The State of the Union address and throwing the book at cybercriminals
A raunchy Seth Rogen flick strongly influenced the State of the Union address on Tuesday. I can safely add that to the short list of sentences I never expected to write. After the devastating attacks on Sony and on the retail chains Target and Staples (among others), it's no surprise that President Obama approached the lectern with a strong cybersecurity message.
The president said the administration is integrating intelligence to deal with cyberthreats "just as we have done to combat terrorism," and urged congress to pass measures that have been deadlocked on Capitol Hill. Although not expressly outlined in his speech, President Obama's proposals center on three main points.
First, to increase information sharing about attacks and breaches. Although there are already avenues to do this, the proposal calls for such avenues to be broadened and for companies who share sensitive information with the government to have targeted liability, meaning companies would ostensibly be more likely to share.
Second, bolstering legislation that criminalizes cybercrimes. Specifically, the proposal wishes to update the Racketeering Influenced and Corrupt Organizations act (RICO) so that organized crime and cybercrime would be seen in the same light.
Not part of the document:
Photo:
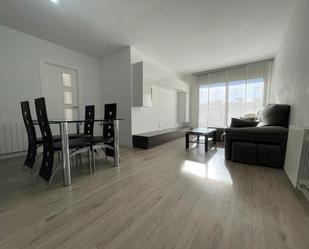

The sale of botnets would become illegal, the FBI would be allowed to shut down new botnets, and the sale of personal information overseas would become a federal crime.
Third, standardizing the period of time before a business was required to disclose a security breach to partners and clients who could be affected.
After the President announced the new proposals TechAmerica (the public sector and public advocacy department of CompTIA) came out in support of the measures in a press release. TechAmerica said it "applauds the President" and "supports the proposals" outlined, and expressed their opinion that the measures would "improve our national security, stimulate technological ingenuity, and protect the privacy of the American people." Among its many certifications CompTIA offers the CompTIA Security+, which might be the most well-respected foundational security certification in the field.
Not everyone, however, is pleased with the President's initiatives. The popular tech blog Gizmodo reported that President Obama's additions to the legal code would allow for more abuse of already-abused laws (abuse that contributed to the death of Aaron Swartz in 2013). The watchdog group Electronic Frontier Foundation worried over the privacy ramifications, while David Upton of the Harvard Review pointed out that most cybercrime gangs are located overseas, well beyond the federal government's reach.
The almost universal opinion of detractors is that the measures are redundant and unhelpful; for instance, none of these measures would have stopped or even mitigated the Sony hack. Information sharing is already occurring, with and without the government, without repercussion. (Upton points to the Retail Cyber Intelligence Sharing Center as an example.)
And most of what would become illegal is already illegal. It would simply become doubly-illegal, which (while sounding funny) would allow offenders to be prosecuted twice or even three times for the same crime (less funny).
The discussion demonstrates why IT security certifications are some of the most sought-after and marketable in the field. When push comes to shove, no matter what we do to catch and punish cyber criminals, it's far better if they can't get through in the first place.